Djazafaz c'est quoi avant tout ? Une rencontre musicale ? Une rencontre humaine, intellectuelle ?
Mossah. J'aurai bien aimé que ce soit une rencontre intellectuelle, malheureusement on n'avait pas ça en magasin (rires). Non, plus sérieusement, c'est d'abord une rencontre musicale. Vincz et moi-même étions dans un groupe de rap plutôt classique (2 djs et 2 Mc's) appelé "Le Dispostif" (Découverte printemps de bourges 2008) et nous avons éprouvé le besoin de monter un nouveau projet plus acoustique avec une instrumentation plus riche.
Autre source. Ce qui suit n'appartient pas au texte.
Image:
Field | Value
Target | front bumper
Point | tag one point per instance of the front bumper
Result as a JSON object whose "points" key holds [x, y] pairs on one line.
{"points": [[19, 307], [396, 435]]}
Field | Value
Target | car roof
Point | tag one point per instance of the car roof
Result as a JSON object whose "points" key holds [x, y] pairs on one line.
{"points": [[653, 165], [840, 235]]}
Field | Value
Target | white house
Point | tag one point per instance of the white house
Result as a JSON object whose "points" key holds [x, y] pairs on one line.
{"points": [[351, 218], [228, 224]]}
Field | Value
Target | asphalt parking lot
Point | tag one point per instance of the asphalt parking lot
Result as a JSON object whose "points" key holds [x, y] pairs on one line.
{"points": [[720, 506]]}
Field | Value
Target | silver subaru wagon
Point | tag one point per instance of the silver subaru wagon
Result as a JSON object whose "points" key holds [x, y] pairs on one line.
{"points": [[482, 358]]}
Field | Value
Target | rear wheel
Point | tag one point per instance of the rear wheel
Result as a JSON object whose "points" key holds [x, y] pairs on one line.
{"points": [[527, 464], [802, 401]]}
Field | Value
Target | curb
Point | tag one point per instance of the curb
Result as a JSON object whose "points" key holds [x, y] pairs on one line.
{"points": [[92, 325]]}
On a commencé à trois avec Ludo à la basse et puis Arthur Narcy (Sidony Box…) nous a rejoint au saxophone/clavier. On a alors fait nos premiers concerts sous le nom de Djazafaz. Par la suite il y a eu des arrivées et des départs mais la formation actuelle s'est stabilisée avec Caillou au saxophone/clavier, Pierrot au violoncelle/trompette et Tof à la batterie.Du rap, du jazz, de la soul, de la chanson à texte... Où se trouvent réellement vos racines, vos influences ?
Mossah. Chacun des membres du groupe à des influences assez larges. Certains sont autodidactes, d'autres ont une formation plus académique et ont suivi un cursus en jazz et en classique. Pour nos goûts respectifs, ça va du hip hop à l'électro en passant effectivement par le jazz, la soul, le funk, et la chanson française pour le côté texte.
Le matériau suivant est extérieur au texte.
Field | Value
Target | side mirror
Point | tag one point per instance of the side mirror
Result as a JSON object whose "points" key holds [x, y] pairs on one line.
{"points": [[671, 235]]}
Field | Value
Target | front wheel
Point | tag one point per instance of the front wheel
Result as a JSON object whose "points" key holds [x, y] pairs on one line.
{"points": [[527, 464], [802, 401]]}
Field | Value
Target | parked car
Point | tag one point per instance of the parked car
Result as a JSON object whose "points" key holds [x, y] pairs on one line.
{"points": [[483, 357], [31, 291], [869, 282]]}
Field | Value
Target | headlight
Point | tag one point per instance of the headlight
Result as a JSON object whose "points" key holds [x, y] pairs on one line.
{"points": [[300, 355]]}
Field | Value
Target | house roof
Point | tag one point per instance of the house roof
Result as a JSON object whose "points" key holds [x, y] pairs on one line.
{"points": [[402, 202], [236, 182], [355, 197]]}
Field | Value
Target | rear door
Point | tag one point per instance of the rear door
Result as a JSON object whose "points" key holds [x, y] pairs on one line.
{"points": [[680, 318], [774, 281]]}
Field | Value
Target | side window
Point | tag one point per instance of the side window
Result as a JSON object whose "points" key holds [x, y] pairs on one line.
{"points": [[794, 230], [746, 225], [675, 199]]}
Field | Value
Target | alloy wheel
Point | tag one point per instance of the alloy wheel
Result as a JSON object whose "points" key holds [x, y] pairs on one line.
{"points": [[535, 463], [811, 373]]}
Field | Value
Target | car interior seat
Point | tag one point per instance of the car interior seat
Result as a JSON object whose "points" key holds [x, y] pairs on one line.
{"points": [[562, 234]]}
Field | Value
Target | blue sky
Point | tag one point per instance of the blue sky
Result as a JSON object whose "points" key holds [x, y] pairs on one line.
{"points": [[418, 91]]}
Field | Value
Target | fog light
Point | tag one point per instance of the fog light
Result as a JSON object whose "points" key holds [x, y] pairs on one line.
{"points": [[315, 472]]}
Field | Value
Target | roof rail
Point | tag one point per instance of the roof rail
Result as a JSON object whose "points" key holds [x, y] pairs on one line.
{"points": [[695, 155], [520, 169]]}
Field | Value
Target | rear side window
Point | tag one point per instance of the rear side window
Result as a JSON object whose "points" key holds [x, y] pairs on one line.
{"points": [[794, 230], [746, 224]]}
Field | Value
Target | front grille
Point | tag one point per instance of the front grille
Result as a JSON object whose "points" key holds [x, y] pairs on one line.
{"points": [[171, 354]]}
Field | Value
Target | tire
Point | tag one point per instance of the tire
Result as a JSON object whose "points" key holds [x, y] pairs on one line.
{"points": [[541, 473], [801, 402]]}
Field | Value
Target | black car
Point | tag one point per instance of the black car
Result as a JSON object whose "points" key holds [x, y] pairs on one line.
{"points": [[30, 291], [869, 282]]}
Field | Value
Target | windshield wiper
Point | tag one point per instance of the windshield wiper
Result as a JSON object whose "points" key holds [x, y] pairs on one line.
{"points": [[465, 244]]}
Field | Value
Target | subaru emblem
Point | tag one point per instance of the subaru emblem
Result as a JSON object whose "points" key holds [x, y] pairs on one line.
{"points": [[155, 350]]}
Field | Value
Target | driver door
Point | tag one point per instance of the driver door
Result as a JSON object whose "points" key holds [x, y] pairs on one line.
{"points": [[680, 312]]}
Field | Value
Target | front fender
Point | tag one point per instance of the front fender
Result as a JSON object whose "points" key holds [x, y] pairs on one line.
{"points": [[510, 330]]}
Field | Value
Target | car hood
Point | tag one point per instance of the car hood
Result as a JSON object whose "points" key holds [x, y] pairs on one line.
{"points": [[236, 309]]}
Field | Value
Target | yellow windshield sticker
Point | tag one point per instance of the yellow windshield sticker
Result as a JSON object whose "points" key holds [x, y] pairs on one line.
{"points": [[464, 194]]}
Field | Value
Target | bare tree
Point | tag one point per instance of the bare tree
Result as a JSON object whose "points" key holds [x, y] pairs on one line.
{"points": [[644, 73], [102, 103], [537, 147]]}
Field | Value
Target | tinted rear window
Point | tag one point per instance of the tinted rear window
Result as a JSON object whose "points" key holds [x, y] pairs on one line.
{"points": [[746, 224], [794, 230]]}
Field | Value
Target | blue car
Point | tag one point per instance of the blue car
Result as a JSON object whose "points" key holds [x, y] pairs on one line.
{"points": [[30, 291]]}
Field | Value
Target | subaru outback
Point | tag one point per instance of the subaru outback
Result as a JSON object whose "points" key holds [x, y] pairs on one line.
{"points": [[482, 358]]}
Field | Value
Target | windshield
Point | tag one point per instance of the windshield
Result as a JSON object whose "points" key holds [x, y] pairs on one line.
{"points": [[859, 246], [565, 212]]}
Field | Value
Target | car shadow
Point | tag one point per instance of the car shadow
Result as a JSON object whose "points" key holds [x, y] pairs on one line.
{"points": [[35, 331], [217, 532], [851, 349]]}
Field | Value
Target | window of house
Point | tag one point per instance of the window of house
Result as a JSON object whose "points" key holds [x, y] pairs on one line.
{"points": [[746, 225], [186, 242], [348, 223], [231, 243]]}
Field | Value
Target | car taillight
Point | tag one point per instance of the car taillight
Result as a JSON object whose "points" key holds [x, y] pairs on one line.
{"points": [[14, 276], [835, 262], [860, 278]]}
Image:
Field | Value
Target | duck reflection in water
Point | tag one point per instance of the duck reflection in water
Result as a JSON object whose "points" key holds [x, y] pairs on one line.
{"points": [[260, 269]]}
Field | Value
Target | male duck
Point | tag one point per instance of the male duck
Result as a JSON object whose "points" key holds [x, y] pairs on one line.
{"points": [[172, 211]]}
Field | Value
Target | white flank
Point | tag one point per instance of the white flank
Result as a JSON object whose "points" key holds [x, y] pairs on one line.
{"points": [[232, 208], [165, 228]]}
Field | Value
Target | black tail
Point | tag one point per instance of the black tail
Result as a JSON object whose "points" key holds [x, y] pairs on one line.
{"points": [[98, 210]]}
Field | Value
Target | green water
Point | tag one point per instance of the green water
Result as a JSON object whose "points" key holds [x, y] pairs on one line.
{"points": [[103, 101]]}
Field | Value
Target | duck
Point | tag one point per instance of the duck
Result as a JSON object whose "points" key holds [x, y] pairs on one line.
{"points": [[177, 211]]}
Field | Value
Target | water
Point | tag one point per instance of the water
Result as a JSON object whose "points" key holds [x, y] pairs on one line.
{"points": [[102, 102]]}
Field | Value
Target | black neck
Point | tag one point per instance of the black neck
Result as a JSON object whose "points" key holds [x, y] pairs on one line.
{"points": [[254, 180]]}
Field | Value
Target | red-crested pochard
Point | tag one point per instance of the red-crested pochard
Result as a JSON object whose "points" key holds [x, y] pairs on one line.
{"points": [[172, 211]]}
Comment concevez-vous les morceaux ?
Mossah. Pour l'instant, ça part souvent d'un lyrics (paroles de chanson, ndlr). Ensuite un des gars propose un thème musical au restant du groupe. En fonction du sujet abordé dans le texte, on discute de la couleur la plus appropriée et de ses nuances (allant de très sombre à très solaire). Ceci va nous donner une idée de "l'instrumentarium" le plus pertinent pour ce titre. A partir de là, chacun propose des arrangements. On a vraiment beaucoup de possibilités au niveau du line up (choix des instruments, ndlr), alors il faut parfois tâtonner mais à force de bonne volonté, on trouve généralement un consensus. Par contre, on a parfois du mal à graver ça dans le marbre, et on a plutôt la (fâcheuse) tendance à vouloir réarranger nos morceaux au bout d'un certain temps. Pour être tout à fait honnête, on peut considérer notre set comme un éternel chantier. Dans nos questionnements actuels, on est d'ailleurs en train de réfléchir à revenir à une instrumentation plus minimaliste, avec moins de couleurs d'instruments mais un son plus puissant et plus cohérent d'un bout à l'autre du set. Et clairement, pour tourner, on se rend bien compte que c'est plus simple de voyager léger...Pouvez-vous nous raconter comment est né plus spécifiquement le titre "La Peste brune" ?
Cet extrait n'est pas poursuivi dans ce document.